One of the other serious problems I have with Ron Paul is his embrace of some of the right’s looniest conspiracy theories. Talking Points Memo details one example, his claim that there is a plot to eliminate American sovereignty and form a single union with Canada and Mexico. On his 2008 campaign website, he said:
“NAFTA’s superhighway is just one part of a plan to erase the borders between the U.S. and Mexico, called the North American Union. This spawn of powerful special interests, would create a single nation out of Canada, the U.S. and Mexico, with a new unelected bureaucracy and money system. Forget about controlling immigration under this scheme.”
And as TPM points out, even conservatives like George W. Bush and Rick Perry are all part of the conspiracy:
The NAFTA superhighway has long been a popular icon in conspiracy theory circles, much to the chagrin of various elected officials working on actual unrelated highway issues. Rick Perry caught a lot of heat over his attempt to build a Trans-Texas Corridor from critics who believed it was part of the grand plot, among them Ron Paul, who took to extremist Lew Rockwell’s site todenounce the effort. It got so bad that Perry had to deny the plot in an interview with right-wing news site Human Events in 2006.

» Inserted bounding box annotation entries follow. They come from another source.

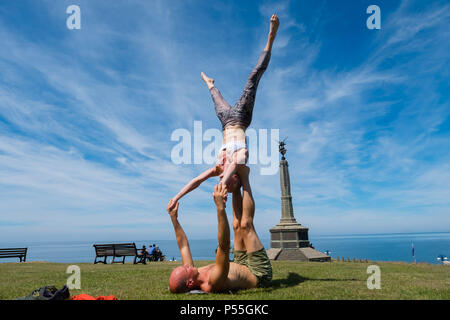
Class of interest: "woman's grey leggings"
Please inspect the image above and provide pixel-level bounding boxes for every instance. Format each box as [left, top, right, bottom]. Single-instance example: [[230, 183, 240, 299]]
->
[[210, 51, 270, 129]]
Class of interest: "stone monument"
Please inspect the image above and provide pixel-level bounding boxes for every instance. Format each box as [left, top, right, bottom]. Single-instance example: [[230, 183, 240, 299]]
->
[[267, 141, 331, 261]]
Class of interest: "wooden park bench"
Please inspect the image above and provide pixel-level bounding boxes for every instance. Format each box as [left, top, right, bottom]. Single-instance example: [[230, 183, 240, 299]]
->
[[0, 248, 28, 262], [94, 242, 146, 264]]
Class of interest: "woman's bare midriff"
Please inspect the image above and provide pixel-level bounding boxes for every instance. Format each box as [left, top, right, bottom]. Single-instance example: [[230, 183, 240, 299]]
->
[[222, 125, 245, 144]]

“I’m trying to secure the southern border, so the idea that somehow or another that we’re going to create this big, tri-lateral connection between Canadians, the United States…we’re pretty independent in Texas,” Perry said.

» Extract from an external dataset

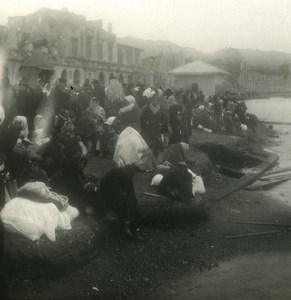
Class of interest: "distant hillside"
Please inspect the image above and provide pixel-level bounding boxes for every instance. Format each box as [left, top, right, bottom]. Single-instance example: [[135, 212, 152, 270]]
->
[[118, 36, 207, 59], [213, 49, 291, 71], [118, 36, 291, 71]]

Paul teamed up with other fringe legislators, most notably former Rep, Tom Tancredo (R-CO) and Rep. Virgil Goode (R-VA), to introduce legislation denouncing the nonexistent superhighway, even as both the Bush administration and the top ranking Republicans on the relevant transportation committees insisted there was no basis to the theory. Paul took their denials as further encouragement he was onto something and insisted that federal officials were using “secret funding” to advance the project.The North American Union and NAFTA Superhighway are part of a theme for Paul, who often warns of shadowy efforts to give up US sovereignty to international authorities.
All of this is part of a long tradition among the paranoid American right. It’s pretty standard stuff for the John Birch Society and similar groups, who are forever telling us that the United Nations is going to take over the Untied States, take away their guns and do away with the Constitution and American currency. In fact, Paul appeared in a John Birch Society video making precisely those claims in 1998.

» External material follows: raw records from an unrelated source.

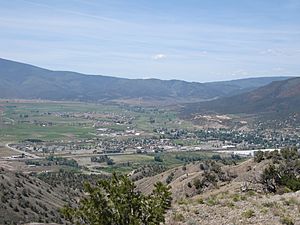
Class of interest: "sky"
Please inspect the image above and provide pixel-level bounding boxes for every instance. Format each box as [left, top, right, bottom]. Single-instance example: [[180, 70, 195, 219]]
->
[[0, 0, 300, 82]]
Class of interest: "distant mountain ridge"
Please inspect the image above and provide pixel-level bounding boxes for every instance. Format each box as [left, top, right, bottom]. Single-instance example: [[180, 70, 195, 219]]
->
[[0, 59, 287, 102], [184, 77, 300, 114]]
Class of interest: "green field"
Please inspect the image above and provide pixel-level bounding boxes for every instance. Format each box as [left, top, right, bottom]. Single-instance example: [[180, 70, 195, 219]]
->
[[0, 101, 191, 142]]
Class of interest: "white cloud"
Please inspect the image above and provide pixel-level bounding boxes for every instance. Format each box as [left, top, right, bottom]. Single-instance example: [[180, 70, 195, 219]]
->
[[152, 54, 167, 60]]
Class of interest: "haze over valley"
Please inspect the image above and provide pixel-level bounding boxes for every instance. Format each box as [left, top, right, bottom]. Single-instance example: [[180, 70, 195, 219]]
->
[[0, 0, 300, 225]]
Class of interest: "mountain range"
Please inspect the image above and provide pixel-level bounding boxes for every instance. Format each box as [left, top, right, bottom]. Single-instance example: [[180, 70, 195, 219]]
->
[[184, 77, 300, 114], [0, 59, 288, 103]]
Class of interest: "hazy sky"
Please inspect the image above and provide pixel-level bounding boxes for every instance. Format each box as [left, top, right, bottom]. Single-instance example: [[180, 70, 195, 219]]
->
[[0, 0, 300, 81]]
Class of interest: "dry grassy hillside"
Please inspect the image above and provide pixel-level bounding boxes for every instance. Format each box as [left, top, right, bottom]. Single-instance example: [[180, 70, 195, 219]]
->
[[137, 159, 300, 225], [0, 168, 76, 224]]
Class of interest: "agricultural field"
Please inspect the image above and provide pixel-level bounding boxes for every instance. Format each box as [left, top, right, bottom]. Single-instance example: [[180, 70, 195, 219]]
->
[[0, 101, 189, 142]]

These are the same people who claimed that President Eisenhower was a Soviet agent, that Chinese troops were massing on the Mexican border to invade the United States, and any number of similarly crazy ideas. Remember all that nonsense about the backs of road signs supposedly containing codes that would tell U.N. troops how to invade and take over the country? Same people, same insanity. Never mind that the U.N. can’t do a damn thing without our permission because we have veto power in the security council and that they have no army; facts are unnecessary when pushing a crazy conspiracy theory.